The 'light' mode that cost six times more

The template was called LIGHT. It was supposed to be the economical path. The full prompt clocked in at around 4.6k input tokens. The LIGHT prompt hit 28.6k.

Why? Without explicit constraints, the agent pulled three large skills from disk, around 90k characters of content, and injected all of it into context. The mode was not lighter. It was just less controlled, and less controlled meant more expensive.

It also broke a code path. A line that told the agent to use the terminal with curl was missing from the LIGHT template. Without it, the agent fell into a Python sandbox, hit a SyntaxError, and stalled. Two bugs for the price of one optimization.
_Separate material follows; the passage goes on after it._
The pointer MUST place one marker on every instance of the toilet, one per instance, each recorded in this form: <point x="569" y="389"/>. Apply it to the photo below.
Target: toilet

The same session surfaced a second problem. Every agent call was injecting the full body of every skill into the prompt: 14k to 15k tokens per call, for skills that might never get invoked in that session. The fix was lazy loading. Inject only the frontmatter: name and description. Load the full skill body on demand, when the model actually calls for it. The cost dropped sharply.

Both problems had the same root. Someone guessed what would be lighter and did not measure it. The LIGHT template accumulated tokens because it constrained nothing. The skills loaded upfront because it felt safer than deferring. Both were wrong.

Token cost is invisible from inspection. A template named LIGHT can be the expensive one. A lazy-load that feels like added complexity can eliminate 15k tokens per call. The only way to know is to run it and measure.

Takeaway

Never assume the cost of a token optimization. Measure it: the path labeled “light” can be the expensive one.